De manera que en la C de ciudadanía, en la declaración responsable y en el compromiso que adquiere al beneficiario que recibe la ayuda, está el tuétano de la RGC. La razón es sencilla: el ciudadano contribuyente, con su esfuerzo fiscal, con su trabajo, se hace solidario en la RGC con quien tiene peor suerte. Pero el ciudadano beneficiario, sea o no residente, esté o no en situación legal, se obliga, a cambio, a incorporarse en todos los detalles a esta ciudadanía. Se compromete a aprender la lengua, a ejercer un oficio —si se le ofrece—, a conocer la cultura del país, a pasar —si procede— una pequeña prueba para reconocer la historia del país que, con su trabajo, hace posible la ayuda. Falsear declaraciones tiene que equivaler a suspender las ayudas, como también equivale escaquearse del trabajo comunitario; por ejemplo, velar por la salida de niños a las escuelas, limpiar los bosques, cuidar del mobiliario urbano, cerrar las calles en las islas... Nótese que no señalo ninguna actividad que alguien pueda decir que destruye trabajo formal, por aquello de la oposición de los sindicatos o por el interés en que puedan tener los empresarios al capitalizar las subvenciones ofreciendo salarios más bajos. Estoy hablando de cosas que si no es así, no se hacen.

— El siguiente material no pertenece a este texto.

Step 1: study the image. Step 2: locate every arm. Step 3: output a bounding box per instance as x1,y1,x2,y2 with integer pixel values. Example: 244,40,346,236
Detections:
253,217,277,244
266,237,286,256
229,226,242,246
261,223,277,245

En todo caso, como decía, una sociedad que se quiera desarrollada no puede dar la espalda a fórmulas como las de la RGC, que, recordamos, no son las de la Renta Básica Universal; insensata esta otra alternativa, a mi entender, y en todo caso hoy infactible. La sociedad, ciertamente, tiene que ser solidaria con los que lo necesitan, pero estas personas tienen que reconocer que la ciudadanía comporta obligaciones; entre ellas, la de aprender la lengua del país, que además en el futuro los puede hacer merecedores, por lo que se dice la prima lingüística, de unos trabajos mejor retribuidos por las empresas.

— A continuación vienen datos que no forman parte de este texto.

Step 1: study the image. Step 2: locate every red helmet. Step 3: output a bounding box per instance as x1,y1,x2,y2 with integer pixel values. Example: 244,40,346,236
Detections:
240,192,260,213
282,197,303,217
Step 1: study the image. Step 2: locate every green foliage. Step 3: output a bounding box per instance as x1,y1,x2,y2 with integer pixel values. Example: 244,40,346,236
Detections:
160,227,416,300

Y, finalmente, cinco céntimos de comentario de la parte política que rezuma la RGC. No es fácil decir las cosas por su nombre, sin coger un camino de bajada hacia Ripoll. Pero son conocidos los fraudes a las prestaciones: a las sanitarias, con empadronamientos fáciles que permiten, sin periodos de carencia, la cartilla sanitaria que abre indiscriminadamente todas las puertas del sistema sanitario; abusos a las prestaciones sociales que nadie controla, que no llegan a quien tienen que llegar y lo hacen con cuantías escasas: dispares de perdigones que, en ausencia de objetivos claros, no resuelven nada más allá del ruido que provocan. Incluso se han observado casos, entrando por la vía social, de becas a la formación a quienes ni siquiera han accedido al aula, pero que con el derecho a la ciudadanía y con la prestación monetaria han acabado favoreciéndose de tratamientos costosos en nuestros hospitales. Y todo eso no siempre en favor de los más necesitados, sino, a menudo, de los más atrevidos o espabilados para jugar con las normas a que aquí establecemos, y que son tan ambiciosas en el alcance de la regulación que hacemos —por ejemplo en el caso mencionado— como después de difícil control. Poner orden a todo eso es complicado, seguramente, pero aumentar la exigencia de que implica ser ciudadano de Catalunya nos tendría que proteger de nuevas formas de colonialismo cultural. Y si no lo exigimos nosotros, no lo hará el Estado. Él, sin embargo, no lo paga, y el imperialismo de la lengua dominante ya le va bien.